Oracle and OpenAI have canceled plans to expand their flagship Stargate AI data center campus in Abilene, Texas, after financing talks stalled and OpenAI’s capacity needs changed. Chinese and global outlets report that Meta is in talks to lease the unused expansion capacity while Nvidia has put down a $150 million deposit to keep its GPUs at the site.
This article aggregates reporting from 4 news sources. The TL;DR is AI-generated from original reporting. Race to AGI's analysis provides editorial context on implications for AGI development.

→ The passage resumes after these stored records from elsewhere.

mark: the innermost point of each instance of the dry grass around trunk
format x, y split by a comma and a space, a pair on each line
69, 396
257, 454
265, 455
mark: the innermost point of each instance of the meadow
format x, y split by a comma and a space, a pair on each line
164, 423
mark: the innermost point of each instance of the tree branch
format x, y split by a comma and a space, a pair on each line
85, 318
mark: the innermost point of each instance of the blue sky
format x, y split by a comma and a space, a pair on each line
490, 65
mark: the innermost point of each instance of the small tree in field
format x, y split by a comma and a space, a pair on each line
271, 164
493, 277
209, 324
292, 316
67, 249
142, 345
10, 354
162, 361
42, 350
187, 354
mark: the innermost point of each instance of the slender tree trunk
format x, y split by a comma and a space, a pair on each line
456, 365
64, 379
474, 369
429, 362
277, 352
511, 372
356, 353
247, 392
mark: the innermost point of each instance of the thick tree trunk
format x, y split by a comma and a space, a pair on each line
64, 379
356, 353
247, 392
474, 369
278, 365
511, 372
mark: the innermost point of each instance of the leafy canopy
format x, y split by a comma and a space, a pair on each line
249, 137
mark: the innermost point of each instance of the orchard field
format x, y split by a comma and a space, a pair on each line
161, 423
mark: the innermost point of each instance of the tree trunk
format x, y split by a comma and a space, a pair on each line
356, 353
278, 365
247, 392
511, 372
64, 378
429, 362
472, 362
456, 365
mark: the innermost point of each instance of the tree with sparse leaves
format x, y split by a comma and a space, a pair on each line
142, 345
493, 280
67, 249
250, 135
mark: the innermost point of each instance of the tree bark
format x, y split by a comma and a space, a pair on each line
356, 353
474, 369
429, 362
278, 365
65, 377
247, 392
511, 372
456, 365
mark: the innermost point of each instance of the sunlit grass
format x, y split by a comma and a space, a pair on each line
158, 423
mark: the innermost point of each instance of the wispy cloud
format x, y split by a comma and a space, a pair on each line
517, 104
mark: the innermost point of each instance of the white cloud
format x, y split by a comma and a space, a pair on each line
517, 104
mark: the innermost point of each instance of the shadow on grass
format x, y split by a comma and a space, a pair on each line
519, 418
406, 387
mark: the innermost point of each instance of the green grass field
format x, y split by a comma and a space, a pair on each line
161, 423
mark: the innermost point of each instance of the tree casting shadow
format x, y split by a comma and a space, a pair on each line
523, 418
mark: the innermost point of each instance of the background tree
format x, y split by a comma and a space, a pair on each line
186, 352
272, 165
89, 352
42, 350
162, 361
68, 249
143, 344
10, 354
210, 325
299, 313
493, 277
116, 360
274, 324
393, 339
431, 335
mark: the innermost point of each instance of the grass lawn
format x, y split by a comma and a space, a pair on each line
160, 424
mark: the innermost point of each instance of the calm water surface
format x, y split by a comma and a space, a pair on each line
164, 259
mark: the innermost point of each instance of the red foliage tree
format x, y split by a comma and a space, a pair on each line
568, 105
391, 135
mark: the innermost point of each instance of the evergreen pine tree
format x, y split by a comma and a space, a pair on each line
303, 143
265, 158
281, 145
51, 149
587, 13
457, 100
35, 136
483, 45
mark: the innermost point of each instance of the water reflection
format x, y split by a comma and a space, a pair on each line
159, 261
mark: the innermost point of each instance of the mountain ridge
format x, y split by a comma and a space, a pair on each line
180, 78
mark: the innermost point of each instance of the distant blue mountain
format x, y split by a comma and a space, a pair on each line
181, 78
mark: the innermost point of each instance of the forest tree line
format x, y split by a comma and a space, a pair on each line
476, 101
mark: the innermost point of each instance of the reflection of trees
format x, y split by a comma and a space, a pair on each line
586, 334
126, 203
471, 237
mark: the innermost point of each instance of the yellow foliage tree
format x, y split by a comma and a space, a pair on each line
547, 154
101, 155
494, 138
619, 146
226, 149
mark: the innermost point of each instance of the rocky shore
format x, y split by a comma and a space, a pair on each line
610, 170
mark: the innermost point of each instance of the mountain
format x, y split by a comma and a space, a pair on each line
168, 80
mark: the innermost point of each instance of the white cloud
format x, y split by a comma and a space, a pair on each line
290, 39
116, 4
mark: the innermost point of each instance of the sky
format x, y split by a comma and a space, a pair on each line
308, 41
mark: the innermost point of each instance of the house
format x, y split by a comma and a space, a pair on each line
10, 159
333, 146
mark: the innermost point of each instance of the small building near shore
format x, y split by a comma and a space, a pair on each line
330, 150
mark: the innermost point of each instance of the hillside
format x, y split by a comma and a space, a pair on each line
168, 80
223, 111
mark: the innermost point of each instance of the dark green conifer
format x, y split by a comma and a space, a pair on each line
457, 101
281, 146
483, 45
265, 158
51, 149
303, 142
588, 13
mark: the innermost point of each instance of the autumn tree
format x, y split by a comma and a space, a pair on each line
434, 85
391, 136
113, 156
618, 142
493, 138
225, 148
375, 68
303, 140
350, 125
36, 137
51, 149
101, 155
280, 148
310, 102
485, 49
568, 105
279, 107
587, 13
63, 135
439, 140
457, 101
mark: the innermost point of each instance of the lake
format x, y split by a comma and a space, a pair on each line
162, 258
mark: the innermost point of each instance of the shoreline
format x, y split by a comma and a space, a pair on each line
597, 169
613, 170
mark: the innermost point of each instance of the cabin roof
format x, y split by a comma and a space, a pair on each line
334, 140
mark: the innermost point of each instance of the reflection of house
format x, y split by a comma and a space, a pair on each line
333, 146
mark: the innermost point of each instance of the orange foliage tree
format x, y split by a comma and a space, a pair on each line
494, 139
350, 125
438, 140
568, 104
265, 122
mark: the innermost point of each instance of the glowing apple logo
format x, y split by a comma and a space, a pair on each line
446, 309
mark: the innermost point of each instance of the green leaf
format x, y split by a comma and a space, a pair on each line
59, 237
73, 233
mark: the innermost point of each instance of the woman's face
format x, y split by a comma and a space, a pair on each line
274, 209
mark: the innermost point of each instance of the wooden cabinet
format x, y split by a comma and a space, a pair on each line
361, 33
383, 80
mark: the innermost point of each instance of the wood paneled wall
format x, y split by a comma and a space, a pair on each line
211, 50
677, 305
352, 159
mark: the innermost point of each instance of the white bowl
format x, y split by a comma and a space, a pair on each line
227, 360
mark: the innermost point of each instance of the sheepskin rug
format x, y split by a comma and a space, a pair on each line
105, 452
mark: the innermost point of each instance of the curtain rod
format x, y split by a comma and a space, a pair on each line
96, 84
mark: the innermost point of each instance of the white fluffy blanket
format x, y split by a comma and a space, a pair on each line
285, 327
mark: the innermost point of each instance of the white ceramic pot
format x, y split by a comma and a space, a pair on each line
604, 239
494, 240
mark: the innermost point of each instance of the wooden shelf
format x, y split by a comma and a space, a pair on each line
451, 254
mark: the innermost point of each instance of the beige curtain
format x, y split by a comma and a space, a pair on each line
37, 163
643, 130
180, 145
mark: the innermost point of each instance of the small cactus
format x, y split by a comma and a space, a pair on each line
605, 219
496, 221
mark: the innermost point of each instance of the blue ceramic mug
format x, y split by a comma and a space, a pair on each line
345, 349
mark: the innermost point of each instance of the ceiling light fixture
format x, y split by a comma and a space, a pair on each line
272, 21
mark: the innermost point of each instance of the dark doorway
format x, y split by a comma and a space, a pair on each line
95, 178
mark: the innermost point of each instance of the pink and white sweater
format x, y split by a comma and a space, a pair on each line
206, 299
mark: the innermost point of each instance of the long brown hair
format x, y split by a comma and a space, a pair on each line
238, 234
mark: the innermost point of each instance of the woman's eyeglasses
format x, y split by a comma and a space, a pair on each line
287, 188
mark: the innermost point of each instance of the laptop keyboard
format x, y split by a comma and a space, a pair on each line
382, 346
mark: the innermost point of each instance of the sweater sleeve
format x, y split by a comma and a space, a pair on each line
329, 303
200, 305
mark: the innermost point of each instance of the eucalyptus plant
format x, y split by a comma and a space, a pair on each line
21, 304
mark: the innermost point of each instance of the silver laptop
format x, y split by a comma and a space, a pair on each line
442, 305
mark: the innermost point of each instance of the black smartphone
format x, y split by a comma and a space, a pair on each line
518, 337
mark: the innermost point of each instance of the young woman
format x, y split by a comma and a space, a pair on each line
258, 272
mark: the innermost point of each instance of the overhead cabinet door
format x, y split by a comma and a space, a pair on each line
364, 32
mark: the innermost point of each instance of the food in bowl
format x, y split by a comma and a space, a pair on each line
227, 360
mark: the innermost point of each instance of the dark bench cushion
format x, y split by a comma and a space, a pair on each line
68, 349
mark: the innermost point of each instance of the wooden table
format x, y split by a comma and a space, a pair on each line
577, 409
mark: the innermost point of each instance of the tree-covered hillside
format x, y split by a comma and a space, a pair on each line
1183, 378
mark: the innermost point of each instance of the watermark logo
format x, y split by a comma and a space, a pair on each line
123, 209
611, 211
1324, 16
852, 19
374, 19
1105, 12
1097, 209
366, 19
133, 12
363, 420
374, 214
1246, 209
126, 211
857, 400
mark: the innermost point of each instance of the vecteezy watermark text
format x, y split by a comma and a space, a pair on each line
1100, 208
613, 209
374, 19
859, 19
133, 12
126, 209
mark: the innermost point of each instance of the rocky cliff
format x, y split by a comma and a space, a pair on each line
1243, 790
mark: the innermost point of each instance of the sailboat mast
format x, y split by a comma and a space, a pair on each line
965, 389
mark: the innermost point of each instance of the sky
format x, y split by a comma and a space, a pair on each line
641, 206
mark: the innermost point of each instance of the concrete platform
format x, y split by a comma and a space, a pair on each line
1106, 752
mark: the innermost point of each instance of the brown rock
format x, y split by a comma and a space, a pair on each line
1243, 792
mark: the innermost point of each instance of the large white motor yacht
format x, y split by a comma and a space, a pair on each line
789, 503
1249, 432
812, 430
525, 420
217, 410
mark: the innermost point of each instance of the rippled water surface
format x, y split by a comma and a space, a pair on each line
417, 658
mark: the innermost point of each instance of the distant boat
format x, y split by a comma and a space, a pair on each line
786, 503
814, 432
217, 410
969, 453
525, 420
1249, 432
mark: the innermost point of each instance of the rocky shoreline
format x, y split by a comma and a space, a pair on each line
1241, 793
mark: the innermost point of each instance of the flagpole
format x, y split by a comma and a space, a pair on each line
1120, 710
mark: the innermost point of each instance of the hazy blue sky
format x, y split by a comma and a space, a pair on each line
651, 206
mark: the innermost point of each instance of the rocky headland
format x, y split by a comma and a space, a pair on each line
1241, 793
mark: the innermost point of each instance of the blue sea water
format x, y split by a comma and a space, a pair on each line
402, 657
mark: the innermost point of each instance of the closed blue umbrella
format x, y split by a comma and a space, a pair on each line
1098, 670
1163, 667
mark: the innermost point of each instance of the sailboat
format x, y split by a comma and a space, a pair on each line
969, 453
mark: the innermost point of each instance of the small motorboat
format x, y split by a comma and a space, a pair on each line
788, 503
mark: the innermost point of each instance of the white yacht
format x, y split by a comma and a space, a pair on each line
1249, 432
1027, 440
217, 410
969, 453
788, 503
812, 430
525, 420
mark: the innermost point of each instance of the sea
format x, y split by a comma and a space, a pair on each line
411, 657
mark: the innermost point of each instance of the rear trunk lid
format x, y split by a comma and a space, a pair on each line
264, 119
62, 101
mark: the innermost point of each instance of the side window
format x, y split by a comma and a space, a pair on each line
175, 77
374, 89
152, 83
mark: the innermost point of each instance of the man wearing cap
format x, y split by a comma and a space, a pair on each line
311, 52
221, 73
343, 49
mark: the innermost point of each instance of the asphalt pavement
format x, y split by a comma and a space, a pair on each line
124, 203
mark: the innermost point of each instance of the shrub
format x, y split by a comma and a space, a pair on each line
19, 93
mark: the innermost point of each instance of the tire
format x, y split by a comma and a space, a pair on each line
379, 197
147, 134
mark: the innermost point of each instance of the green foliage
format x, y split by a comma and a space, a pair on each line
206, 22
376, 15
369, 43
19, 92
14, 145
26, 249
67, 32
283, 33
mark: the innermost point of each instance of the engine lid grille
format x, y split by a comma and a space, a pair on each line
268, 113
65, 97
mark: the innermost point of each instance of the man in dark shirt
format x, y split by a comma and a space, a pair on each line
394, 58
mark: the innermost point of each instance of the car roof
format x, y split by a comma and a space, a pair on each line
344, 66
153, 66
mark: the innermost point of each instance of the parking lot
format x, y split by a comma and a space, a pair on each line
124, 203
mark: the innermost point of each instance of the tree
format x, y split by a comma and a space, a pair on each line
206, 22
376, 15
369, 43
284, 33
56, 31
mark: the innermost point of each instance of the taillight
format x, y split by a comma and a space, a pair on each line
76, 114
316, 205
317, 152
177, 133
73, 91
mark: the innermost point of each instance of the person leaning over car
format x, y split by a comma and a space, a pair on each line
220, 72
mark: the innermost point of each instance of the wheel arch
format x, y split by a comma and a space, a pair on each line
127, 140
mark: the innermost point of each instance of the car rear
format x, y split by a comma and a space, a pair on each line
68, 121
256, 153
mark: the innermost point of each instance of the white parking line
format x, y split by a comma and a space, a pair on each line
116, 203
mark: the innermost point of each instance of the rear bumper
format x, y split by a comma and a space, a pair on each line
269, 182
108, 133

The collapse of the Abilene Stargate expansion is less about one site and more about the strain that multi‑gigawatt AI campuses are putting on capital markets, power grids, and planning timelines. OpenAI and Oracle are effectively saying that adding another 800 MW at a single location is too lumpy and too risky right now, even with unprecedented demand for frontier‑model compute. That’s a notable data point in a year when AI infrastructure had looked like an unstoppable, money‑no‑object arms race.
But the vacuum doesn’t last long: Meta is already in talks to take over the unused capacity, and Nvidia has paid a hefty deposit to ensure its GPUs remain the de facto standard at the site. That underscores a deeper shift: control over high‑end compute is concentrating in a handful of hyperscalers and chip vendors, even as individual projects wobble. For the race to AGI, the signal is that aggregate compute growth is still on track, but Turbocapitalism is forcing painful triage on where, and with whom, that capacity gets built.